3. He might have struck. 3. They might have struck.

Passive Voice

Present Tense

I may be struck, etc. We may be struck, etc.

Past Tense

I might be struck, etc. We might be struck, etc.

Perfect (or Present Perfect) Tense

I may have been struck, etc. We may have been struck, etc.

Pluperfect (or Past Perfect) Tense

I might have been struck, etc. We might have been struck, etc.

Can (past tense, could) regularly indicates that the subject is able to do something.

1. John can ride a bicycle.
2. Harry could swim.

May (past tense - might) indicates (1) permission, (2) possibility or doubtful intention (3) a wish.

1. You may borrow my pencil.
2. I told him that he might join our party.
3. He may accept my offer.
4. You might not like it.
5. May good fortune attend you!

In asking permission, the proper form is “May I?” not “Can I?” With negatives, however, can is more common than may, except in questions. Thus…..

Question : May I (or mayn’t I) play ball this morning?

Answer : No, you cannot; but you may play this afternoon.

Must expresses necessity or obligation.

1. We must all die sometime.
2. You must wait for the train.
3. You must not be discouraged by failure.

Note : Must, though originally a past tense, is in modern English almost always used as a present. Past necessity may be expressed by had to with the infinitive such as….I had to wait for the train.

Ought with the present infinitive, expresses a present duty or moral obligation; with the perfect infinitive, a past duty or obligation. Should is often used in the same sense.

1. I ought to write that letter. [Present.]
2. You ought not to object. [Present.]
3. This roof ought to be mended. [Present.]
4. I ought to have known better. [Past.]
5. Your dog ought not to have been unleashed. [Past.]
6. You should be careful. [Present.]
7. The garden should have been weeded yesterday. [Past.]
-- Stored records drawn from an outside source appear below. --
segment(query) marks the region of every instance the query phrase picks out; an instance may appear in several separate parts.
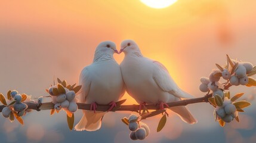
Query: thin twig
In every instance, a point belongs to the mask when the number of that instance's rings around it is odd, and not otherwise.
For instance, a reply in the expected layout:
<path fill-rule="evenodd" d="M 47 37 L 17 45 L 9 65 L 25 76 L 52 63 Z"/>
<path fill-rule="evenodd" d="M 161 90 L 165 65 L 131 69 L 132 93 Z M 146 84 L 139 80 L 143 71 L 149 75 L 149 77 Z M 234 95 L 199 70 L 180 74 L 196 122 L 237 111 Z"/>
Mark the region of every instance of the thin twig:
<path fill-rule="evenodd" d="M 172 102 L 167 103 L 169 107 L 175 107 L 175 106 L 180 106 L 180 105 L 187 105 L 188 104 L 199 103 L 199 102 L 208 102 L 208 99 L 212 97 L 212 94 L 207 94 L 206 95 L 200 97 L 196 98 L 189 100 L 183 100 L 178 101 L 175 101 Z M 32 109 L 39 111 L 38 107 L 37 107 L 37 104 L 35 102 L 25 102 L 27 104 L 28 109 Z M 42 105 L 44 104 L 51 104 L 51 102 L 42 103 Z M 53 103 L 52 103 L 53 105 Z M 84 104 L 84 103 L 77 103 L 78 105 L 78 109 L 90 110 L 91 104 Z M 147 104 L 145 105 L 148 110 L 159 110 L 159 106 L 155 104 Z M 2 112 L 2 110 L 5 107 L 5 105 L 0 105 L 0 112 Z M 96 110 L 101 111 L 107 111 L 109 108 L 110 105 L 98 105 Z M 115 108 L 115 110 L 111 111 L 135 111 L 138 112 L 139 109 L 139 105 L 120 105 Z M 50 110 L 50 109 L 49 109 Z"/>

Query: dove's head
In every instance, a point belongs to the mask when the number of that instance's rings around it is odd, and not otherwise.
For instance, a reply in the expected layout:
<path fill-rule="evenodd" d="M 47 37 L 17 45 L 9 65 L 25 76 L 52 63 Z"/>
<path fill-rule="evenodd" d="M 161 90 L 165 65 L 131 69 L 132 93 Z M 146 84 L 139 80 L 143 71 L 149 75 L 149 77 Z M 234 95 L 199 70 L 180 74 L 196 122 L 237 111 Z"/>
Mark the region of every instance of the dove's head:
<path fill-rule="evenodd" d="M 118 51 L 116 50 L 116 44 L 109 41 L 101 42 L 97 47 L 95 52 L 101 52 L 112 54 L 115 52 L 119 54 Z"/>
<path fill-rule="evenodd" d="M 137 43 L 132 40 L 125 40 L 121 43 L 121 48 L 119 54 L 124 52 L 125 54 L 130 52 L 140 52 Z"/>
Note : Ought is really an old past tense of the verb owe, but is now always a present. Its former meaning may be seen in Dame Quickly’s “You ought him a thousand pound” (Shakespeare, 1 Henry IV, iii. 3. 152).

1. Had should never be prefixed to ought. Correct……Incorrect

You ought to stay at home…….You had ought to stay at home.

We oughtn’t to make so much noise. ……..We hadn’t ought to make so much noise.

John ought to begin, oughtn’t he?........John ought to begin, hadn’t he?

Should and ought sometimes express what would certainly be expected in the case supposed.

2. Three weeks {should | ought to} suffice.
3. If the train is on time, he {should | ought to} arrive at six.
Would in all three persons sometimes indicates habitual action in the past.

1. I would gaze at the sea for hours at a time.

2. Whenever we asked Edward about his adventures, he would begin to talk of something else.